The breakeven for the SOXS strangle priced on this page is roughly $2.09 and $5.42 at expiration, derived from end-of-day chain premiums. Breakeven is the underlying price at which the strategy's P&L crosses zero ignoring transaction costs and assignment risk. The current SOXS market-implied 1-standard-deviation expected move is approximately 54.68%; if the move sits well outside the breakeven distance, the structure's risk-reward becomes correspondingly tighter.

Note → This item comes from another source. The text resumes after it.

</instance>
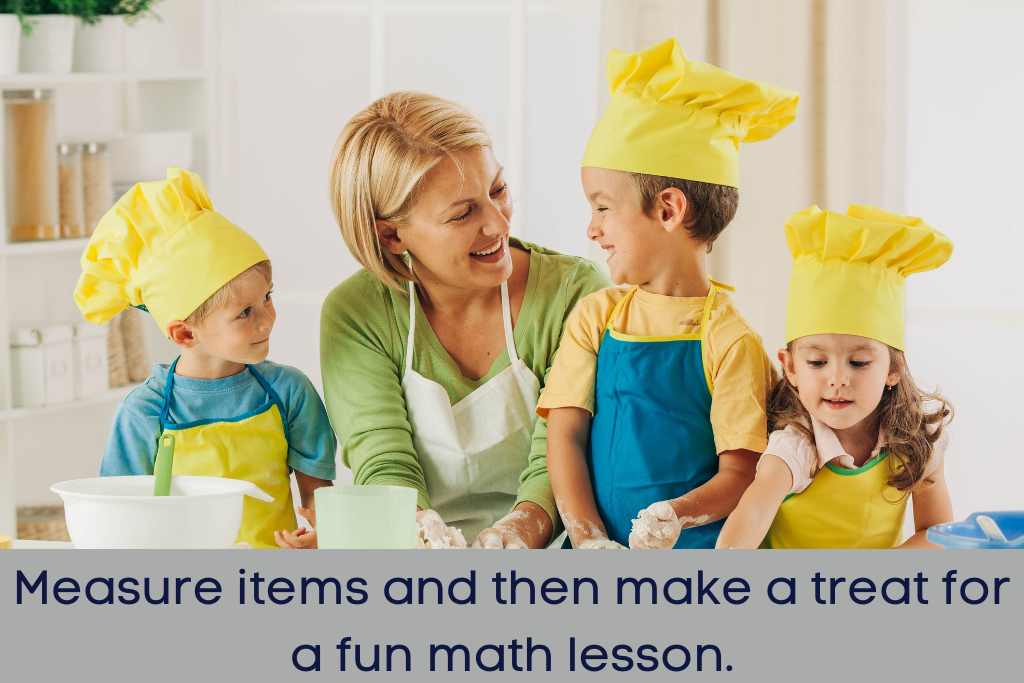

When should you consider a strangle on SOXS?
Strangles on SOXS are the cheaper cousin of the straddle - traders use them when they want a large directional move but are willing to give up the inner-strike sensitivity in exchange for a lower up-front debit on the SOXS chain.
How does current SOXS implied volatility affect this strangle?
SOXS ATM IV is at 190.72% with IV rank near 85.03%, which is elevated relative to its 1-year range. Premium-selling structures (covered call, cash-secured put, iron condor) generally look more attractive when IV rank is high; premium-buying structures (long call, long put, debit spreads) are more expensive in that regime.